Buna, ABD politikalarına 'iliştirilmiş' hükümet ve tek başına politika
üretme iradesi kazanamayan Köş'ün tavrı da eklendiğinde, Türkiye'nin ABD
güdümünde bir politikaya 'angaje olmuş' ülke konumunu benisemesi
kaçınılmaz hale geldi.
Burada
geçmiş uygulamalarıyla çokça eleştirilebilecek olan Denktaş'ın bugünkü
tutumuyla eleştirilmesi yersiz görünüyor. AB'den ekonomik yardım alarak
propaganda yapan bir Başbakan ve uzun yıllar 'Ay' da yaşamış görünümü
veren bir Başbakan yardımcısıyla müzakerelere gitmek durumunda kalan
Denktaş'ın - ve de Mümtaz Soysal'ın milliyetçi görüşleri şüphesiz ki
eleştirilmek durumunda ama- 'duruşu' eleştiriye yer bırakmıyor. Buradaki
temel eksiklik, geçen süre içinde ABD ve AB'ye karşı bağımsız bir
politika anlayışı geliştirilerek, Rum tarafıyla sorunların çözümüne
ilişkin 'özel yakınlaşmanın' ortaya konulamamış olmasından (konjonktür
içinde çok zor bir gelişme olacaktı, kabul edilmeli.) kaynaklanıyor.
Sahi,
sayın Talat'a değinmeden de geçmemek gerekiyor. Adanın parlayan yıldızı
Talat, ülkemizdeki liberal demokratlar ve bazı solcularca baştacı
edilmiş ve Radikal Gazetesi 'nde yazdığı makalelerle (Talat'ın görüşleri
muhtelif defa eleştirilmişti. Bknz. Eksen, Evrensel, 25 Şubat :
"Annan'ın Nihai Çözüm Belgesi") de bizlere "Kıbrıs Sorununu" anlatarak
öğretmen! vazifesi de üstlenmişti. Seçimlerde önce sayın Talat'ın
partisiyle -ada halkı madem böyle istiyor, bizim de AB sürecini
destekleyen partilerle işbirliği yapmamız gerekiyor diyerek- ittifak
yapıp Kıbrıs'taki 'kırıntı halinde ayakta kalmaya çalışan devrimci
muhalefeti kurda kuşa yem eden' adadaki solcuların ve Türkiye 'deki -AB
karşıtı olduklarını her daim ilan eden- destekleyicilerinin çıkıp
'müzakerelerin neresinde olduklarını' izah etmeleri gerekmiyor mu bugün?
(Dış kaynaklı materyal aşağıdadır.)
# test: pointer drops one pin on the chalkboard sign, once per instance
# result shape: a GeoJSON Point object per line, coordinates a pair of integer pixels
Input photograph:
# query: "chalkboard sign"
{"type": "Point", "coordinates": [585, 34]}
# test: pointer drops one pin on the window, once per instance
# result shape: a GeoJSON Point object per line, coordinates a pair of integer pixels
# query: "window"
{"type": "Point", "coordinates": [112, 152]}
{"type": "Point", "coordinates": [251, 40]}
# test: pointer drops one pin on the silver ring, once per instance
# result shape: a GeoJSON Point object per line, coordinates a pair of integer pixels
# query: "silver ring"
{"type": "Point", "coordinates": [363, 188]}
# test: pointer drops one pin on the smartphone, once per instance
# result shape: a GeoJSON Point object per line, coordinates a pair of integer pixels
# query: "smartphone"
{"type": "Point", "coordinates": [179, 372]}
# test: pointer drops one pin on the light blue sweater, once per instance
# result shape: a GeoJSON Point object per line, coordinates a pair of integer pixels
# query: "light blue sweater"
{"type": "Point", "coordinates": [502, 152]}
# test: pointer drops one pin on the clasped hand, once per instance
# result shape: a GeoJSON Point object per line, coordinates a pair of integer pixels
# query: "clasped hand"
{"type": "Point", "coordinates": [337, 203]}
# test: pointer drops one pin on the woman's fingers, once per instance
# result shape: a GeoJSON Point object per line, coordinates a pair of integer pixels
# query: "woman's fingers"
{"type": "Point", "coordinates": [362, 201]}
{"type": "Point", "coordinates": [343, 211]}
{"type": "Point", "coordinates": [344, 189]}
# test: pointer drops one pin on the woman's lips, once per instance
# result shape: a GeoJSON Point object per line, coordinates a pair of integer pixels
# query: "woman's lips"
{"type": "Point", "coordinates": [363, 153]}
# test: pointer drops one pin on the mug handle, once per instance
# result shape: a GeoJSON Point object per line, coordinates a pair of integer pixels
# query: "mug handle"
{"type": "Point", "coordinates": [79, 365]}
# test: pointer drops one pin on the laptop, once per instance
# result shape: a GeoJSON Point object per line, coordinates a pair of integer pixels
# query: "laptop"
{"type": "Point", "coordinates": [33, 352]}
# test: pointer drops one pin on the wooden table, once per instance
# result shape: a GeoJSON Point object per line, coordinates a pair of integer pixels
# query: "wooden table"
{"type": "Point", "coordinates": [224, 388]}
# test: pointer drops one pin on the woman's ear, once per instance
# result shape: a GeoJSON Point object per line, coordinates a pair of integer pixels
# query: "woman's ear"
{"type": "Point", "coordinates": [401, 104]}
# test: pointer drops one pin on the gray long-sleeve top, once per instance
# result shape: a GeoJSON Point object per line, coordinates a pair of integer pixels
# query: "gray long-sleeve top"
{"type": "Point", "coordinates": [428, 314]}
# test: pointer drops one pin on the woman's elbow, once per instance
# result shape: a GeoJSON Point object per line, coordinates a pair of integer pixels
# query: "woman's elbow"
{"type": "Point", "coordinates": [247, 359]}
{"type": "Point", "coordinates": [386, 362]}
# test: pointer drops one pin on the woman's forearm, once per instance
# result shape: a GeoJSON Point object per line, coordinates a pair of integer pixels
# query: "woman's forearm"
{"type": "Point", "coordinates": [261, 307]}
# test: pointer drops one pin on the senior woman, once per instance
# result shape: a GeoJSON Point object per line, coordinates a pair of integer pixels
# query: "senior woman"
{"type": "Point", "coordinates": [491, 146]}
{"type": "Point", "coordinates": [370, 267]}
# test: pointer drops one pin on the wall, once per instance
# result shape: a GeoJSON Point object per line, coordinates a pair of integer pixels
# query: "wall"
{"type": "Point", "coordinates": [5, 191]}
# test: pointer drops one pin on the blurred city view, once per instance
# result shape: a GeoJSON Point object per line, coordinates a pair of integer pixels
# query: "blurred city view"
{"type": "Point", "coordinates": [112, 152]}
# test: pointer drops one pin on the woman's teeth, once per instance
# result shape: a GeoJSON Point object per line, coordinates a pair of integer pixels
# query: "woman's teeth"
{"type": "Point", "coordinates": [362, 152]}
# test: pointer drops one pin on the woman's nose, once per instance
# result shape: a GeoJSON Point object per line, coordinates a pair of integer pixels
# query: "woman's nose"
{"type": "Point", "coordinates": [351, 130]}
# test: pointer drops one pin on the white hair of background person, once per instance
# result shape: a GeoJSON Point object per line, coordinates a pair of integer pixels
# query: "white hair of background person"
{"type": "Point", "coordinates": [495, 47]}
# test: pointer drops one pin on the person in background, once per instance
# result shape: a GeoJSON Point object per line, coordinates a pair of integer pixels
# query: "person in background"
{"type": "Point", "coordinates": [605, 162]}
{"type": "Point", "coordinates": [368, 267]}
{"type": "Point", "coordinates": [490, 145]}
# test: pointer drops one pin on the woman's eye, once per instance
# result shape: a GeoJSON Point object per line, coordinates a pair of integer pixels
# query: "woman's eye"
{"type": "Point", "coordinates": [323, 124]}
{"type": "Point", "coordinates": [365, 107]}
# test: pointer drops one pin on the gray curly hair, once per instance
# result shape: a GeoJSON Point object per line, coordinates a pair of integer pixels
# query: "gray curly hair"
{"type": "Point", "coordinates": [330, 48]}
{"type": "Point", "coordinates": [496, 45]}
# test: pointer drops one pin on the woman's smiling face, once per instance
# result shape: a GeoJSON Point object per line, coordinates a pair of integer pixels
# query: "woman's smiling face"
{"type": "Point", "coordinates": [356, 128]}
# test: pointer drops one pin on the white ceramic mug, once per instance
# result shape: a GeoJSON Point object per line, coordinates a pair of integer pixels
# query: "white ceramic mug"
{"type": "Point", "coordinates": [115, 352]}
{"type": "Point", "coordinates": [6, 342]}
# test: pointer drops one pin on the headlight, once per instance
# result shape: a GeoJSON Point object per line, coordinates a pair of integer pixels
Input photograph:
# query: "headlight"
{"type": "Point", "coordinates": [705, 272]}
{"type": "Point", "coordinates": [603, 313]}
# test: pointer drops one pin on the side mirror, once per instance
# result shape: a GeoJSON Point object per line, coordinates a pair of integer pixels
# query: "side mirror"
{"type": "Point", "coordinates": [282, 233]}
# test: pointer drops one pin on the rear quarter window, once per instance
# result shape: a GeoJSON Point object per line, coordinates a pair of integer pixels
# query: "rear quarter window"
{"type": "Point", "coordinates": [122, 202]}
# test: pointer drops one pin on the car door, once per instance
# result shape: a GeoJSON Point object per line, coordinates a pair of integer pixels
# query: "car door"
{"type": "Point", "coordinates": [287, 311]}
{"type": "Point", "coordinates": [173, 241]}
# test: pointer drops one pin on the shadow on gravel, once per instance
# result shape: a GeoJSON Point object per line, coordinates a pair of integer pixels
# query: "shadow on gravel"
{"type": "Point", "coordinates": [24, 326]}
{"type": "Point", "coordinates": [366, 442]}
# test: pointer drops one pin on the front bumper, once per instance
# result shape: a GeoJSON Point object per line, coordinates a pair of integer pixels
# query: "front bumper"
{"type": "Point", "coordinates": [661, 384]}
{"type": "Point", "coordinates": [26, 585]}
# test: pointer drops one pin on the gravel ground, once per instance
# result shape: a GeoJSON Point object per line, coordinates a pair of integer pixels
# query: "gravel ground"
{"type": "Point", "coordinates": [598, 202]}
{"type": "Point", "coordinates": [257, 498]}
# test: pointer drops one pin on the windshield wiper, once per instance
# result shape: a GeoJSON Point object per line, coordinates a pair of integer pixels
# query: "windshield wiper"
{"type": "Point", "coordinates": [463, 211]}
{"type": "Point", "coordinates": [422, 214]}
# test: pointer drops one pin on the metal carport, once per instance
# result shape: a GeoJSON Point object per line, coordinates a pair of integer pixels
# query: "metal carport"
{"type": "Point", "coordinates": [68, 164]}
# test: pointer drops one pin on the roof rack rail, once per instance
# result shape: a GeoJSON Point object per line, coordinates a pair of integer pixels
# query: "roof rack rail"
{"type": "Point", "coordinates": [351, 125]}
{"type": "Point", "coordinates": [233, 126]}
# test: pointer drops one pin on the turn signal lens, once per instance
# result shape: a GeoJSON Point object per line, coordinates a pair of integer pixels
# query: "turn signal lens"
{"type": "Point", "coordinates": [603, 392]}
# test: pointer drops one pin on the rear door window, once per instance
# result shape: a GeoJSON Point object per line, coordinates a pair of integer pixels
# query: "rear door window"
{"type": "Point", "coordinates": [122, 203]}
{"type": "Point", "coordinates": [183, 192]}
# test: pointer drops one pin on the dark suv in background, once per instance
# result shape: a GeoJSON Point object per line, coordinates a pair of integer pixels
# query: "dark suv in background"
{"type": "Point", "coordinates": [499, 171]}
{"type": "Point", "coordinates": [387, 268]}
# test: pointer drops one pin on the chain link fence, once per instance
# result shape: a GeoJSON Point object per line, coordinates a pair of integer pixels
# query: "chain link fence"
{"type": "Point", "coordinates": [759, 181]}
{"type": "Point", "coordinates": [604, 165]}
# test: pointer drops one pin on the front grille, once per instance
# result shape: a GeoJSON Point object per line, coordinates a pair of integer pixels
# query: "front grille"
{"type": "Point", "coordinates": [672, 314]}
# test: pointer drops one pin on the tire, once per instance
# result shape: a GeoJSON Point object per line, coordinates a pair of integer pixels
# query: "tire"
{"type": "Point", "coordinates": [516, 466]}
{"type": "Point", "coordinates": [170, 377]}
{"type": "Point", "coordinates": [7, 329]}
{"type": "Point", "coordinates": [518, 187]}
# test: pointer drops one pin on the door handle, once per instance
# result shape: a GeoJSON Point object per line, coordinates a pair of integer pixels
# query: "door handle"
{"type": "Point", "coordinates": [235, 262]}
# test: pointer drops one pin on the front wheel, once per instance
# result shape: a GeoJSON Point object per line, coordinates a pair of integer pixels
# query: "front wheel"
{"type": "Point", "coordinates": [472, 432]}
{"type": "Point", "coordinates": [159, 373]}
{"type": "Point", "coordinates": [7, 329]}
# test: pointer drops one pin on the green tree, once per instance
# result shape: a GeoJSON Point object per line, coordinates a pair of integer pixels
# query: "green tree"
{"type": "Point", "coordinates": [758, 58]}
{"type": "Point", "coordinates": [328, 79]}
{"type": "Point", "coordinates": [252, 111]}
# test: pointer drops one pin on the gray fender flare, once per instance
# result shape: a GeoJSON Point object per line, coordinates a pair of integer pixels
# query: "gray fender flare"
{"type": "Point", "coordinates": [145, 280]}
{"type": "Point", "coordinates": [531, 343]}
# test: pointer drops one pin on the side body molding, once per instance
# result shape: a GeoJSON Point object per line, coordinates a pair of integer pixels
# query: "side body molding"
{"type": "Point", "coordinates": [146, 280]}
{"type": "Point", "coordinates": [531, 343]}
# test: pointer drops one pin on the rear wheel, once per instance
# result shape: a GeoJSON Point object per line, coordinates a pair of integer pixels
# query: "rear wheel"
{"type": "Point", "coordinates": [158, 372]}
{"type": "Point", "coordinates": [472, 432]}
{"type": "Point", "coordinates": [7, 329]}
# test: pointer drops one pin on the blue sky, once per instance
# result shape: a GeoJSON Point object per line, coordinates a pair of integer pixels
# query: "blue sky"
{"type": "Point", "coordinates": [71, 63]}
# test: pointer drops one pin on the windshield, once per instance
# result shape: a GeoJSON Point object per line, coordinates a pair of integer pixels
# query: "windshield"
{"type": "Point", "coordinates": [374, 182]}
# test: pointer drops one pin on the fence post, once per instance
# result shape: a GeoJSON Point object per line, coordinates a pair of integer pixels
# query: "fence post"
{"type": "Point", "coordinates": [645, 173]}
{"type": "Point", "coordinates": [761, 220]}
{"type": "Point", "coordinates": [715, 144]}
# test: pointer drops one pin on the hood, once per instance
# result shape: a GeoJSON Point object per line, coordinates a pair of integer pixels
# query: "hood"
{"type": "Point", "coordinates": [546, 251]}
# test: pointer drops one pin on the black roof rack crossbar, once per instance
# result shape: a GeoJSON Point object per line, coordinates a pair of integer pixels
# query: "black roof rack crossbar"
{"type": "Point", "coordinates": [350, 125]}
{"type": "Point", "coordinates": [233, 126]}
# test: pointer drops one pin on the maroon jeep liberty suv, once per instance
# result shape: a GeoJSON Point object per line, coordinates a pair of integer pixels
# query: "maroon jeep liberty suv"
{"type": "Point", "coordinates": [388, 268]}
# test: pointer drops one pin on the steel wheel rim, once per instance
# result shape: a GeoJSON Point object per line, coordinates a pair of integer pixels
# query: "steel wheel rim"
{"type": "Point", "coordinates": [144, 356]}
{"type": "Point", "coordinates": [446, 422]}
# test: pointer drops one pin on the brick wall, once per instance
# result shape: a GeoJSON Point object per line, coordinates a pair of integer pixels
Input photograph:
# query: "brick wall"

Adanın anti emperyalist geleneği, 'bir kozmetik figürün' New York'ta
televizyon karşısında zaman öldürmesi için mi pazarlanmıştır?
Emperyalist bölümüşümün bir yerlerine 'politikasızlığı ortadan kaldırmak
söylemiyle' dahil olup popülizm yapanların, İngiltere'nin adada
kalıcılık sağlamasında ve ABD'nin mevzi kazanmasında 'küçümsenemeyecek
veballeri' olduğu yadsınabilr mi? Tüm bunlar açıklamaya muhtaç sorular.
Neler
olabilir, ne yapmalı?
Adadaki
müzakerelerde, masada oturanların fazlaca inisiyatif alamayacakları
açık. Adadaki asker sayısının artırılmasıyla Türk tarafının, AB
sürecinde elde edeceği prestijle de Rum tarafının ikna olacağı
görülüyor. Referandum (AB yanlılarının kazanması kuvvetli beklenti) ve
TBMM oylaması (Kıbrıs'ı yalnızca haber bültenlerinden izleyen
milletvekillerinin Erdoğan-Gül merkezli, ABD ve Genelkurmay destekli bir
sürece olumsuz bakamayacakları biliniyor) dışında elindeki bütün
silahları alınmış Denktaş'ın, sürpriz bir gelişme süreci yaşanmaması
durumunda imza atabileceği görülüyor.
Gelişmeler, ABD'nin dünyayı yapılandırma planlarının 'stratejik
ayaklarından birinin' gerçekleşeceğini göstermekte. Başta Ortadoğu
halkları olmak üzere, Türkiye ve komşularının aleyhine ilerleyen
süreçte, ABD'nin 'barış götüren' dünya politikalarının teyit edilmesi ve
Anglo Sakson çetenin önemli mevziler elde etmesi sağlanacak anlaşmayla.
Burjuva
diplomasisinin bu oyununu bozacak olan, 'ada halklarının bağımsızlıkçı
tutumu' olacak hiç şüphesiz. Geçmiş 1 Mayıs'larda ortak eylem
gerçekleştiren ada üzerindeki bağımsızlıkçı unsurlar bu 1 Mayıs'a
emperyalistlerden farklı renk taşıyarak bütün dünyaya mesaj vermeli.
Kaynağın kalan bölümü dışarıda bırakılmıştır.